Monday, April 24, 2017

The Long Lingering Death of the Google Newspaper Archive


Once there was a happy land where historians could go online and explore by date and keyword through most of the historic newspapers of their town. In this favored place, researchers could quickly hunt down the names of specific people, or keywords like "Indians" or "temperance" of "I.W.W." and perform what used to be months of painstaking research in moments. Gone were the painful days of rolling microfilm through a projector and squinting at columns of cramped text, hoping against hope that you would find something on your topic. The Google News Archive, which contained most of our historic newspapers, promised a revolution in local history research. And the people did rejoice.

"Bringing history online, one newspaper at a time," Google crowed in 2008, promising to make "billions of pages of newsprint from around the world searchable, discoverable, and accessible online." Spokane was among the first cities to get the Google News Archive treatment, as the company scanned the microfilm copies of the Spokesman-Review, the Spokane Chronicle, and other newspapers and added them to the database.

This stuff used to work.
It was exciting--but Google's support for the ambitious effort faded quickly. Google mostly abandoned the project in 2011, without ever providing a reason for doing so. Soon after that, the company merged the archived news into the same category as current news, in the process breaking many of the search features. With some clever manipulation of Google search parameters and patience you could still tease a lot of information out of search, but it was a crippled feature.

Then, one day last fall, search suddenly stopped working at all. Oh a search like "Spokane Indian tribe" will come up with a few interesting hits from the historic newspapers, but compared to be able to narrow that search by newspaper, year, etc. it is pretty thin gruel. You can still (for now?) browse individual issues of Spokane newspapers at the Google News Archive (scroll down) but without search, they are far less useful.

Users of the archives got another shock last fall when, without warning, Google yanked all of the Milwaukee Journal-Sentinel from public view. This is because that newspaper, which is still in business, worked out a deal with the commercial electronic publisher Newsbank to add its back issues to their pay-walled database. Google even deleted those issues that are in the public domain. Will this happen in other cities? (Hint: yes.)

Attempts to contact Google have proven fruitless, and it appears that the News Archive joins the long list of abandoned Google projects. It would be nice if we could get the newspapers that Google has imaged into the Chronicling America site, but I have not been able to get anyone at either institution to speak about the possibility. The most likely future for the Google News Archive is that it simply disappears one day.
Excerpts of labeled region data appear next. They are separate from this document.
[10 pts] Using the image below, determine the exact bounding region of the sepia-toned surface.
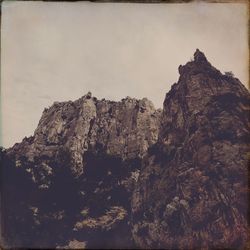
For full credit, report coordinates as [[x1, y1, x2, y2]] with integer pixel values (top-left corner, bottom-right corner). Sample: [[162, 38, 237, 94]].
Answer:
[[0, 1, 248, 148], [1, 49, 250, 249]]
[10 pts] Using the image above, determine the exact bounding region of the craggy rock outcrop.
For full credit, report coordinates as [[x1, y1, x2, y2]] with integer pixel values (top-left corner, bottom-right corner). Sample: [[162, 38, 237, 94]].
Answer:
[[132, 50, 250, 249], [9, 93, 161, 177], [0, 50, 250, 249], [4, 93, 162, 248]]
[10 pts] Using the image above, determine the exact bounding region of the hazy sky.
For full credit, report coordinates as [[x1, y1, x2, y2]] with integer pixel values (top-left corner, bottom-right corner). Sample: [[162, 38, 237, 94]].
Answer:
[[1, 1, 248, 147]]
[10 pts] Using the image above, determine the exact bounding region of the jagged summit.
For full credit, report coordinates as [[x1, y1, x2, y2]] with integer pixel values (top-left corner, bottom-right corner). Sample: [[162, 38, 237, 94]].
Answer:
[[194, 49, 207, 63], [0, 49, 250, 249]]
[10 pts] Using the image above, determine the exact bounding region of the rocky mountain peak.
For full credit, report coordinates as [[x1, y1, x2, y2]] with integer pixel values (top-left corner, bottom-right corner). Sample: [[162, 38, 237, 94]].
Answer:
[[0, 49, 250, 249], [194, 49, 207, 63], [9, 92, 161, 176]]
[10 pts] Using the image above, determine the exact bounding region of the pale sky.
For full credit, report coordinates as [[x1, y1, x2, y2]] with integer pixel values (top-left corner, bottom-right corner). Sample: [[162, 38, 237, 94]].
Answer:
[[1, 1, 248, 147]]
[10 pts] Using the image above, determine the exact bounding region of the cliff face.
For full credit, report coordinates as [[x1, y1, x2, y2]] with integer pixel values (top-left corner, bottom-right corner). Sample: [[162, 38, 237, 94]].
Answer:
[[132, 50, 250, 249], [9, 93, 161, 177], [4, 93, 162, 248], [1, 50, 250, 249]]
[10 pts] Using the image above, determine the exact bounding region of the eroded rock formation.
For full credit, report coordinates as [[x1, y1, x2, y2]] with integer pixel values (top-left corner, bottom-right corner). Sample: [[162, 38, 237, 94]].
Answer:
[[132, 50, 250, 249], [1, 50, 250, 249]]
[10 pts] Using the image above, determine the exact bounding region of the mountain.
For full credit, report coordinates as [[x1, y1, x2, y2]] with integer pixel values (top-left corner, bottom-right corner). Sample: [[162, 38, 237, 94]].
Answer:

There is a larger lesson here, a story about the perils of relying on private corporations to provide what could be a public utility. The huge scanning projects of Google Books and Google News Archive could be replicated with a public effort--a few hundred million would do it. We could have nice things.

1 comment:

Unknown said...

Nice article, Larry. I, too, used to use this service often and hoped that it would expand, rather than disappear.

But google's book and newspaper efforts were attacked from by so many disparate parties: copyright holders, academics, competitors, and people worried about too much control being centered in one such entity. It's obvious that rewards by google of providing the service became outweighed by the costs of doing so, including the legal defense against the onslaught. Not to mention the politics of being perceived as a heavy handed monopolist.

Now, like every other serious researcher, I have been forced to use pay services. However, I have found out that yearly subscriptions are well worth the cost for some one having my heavy activity. Students? Well, a few monthly payments are not that unreasonable for them, compared to the price of their other regular communications bills.

As for the government-run services or those provided by foundations such as hathitrust or the kentucky digital project ... they all started out with a bang, but have stagnated because of the enormous costs ...,and possibly too few eyeballs.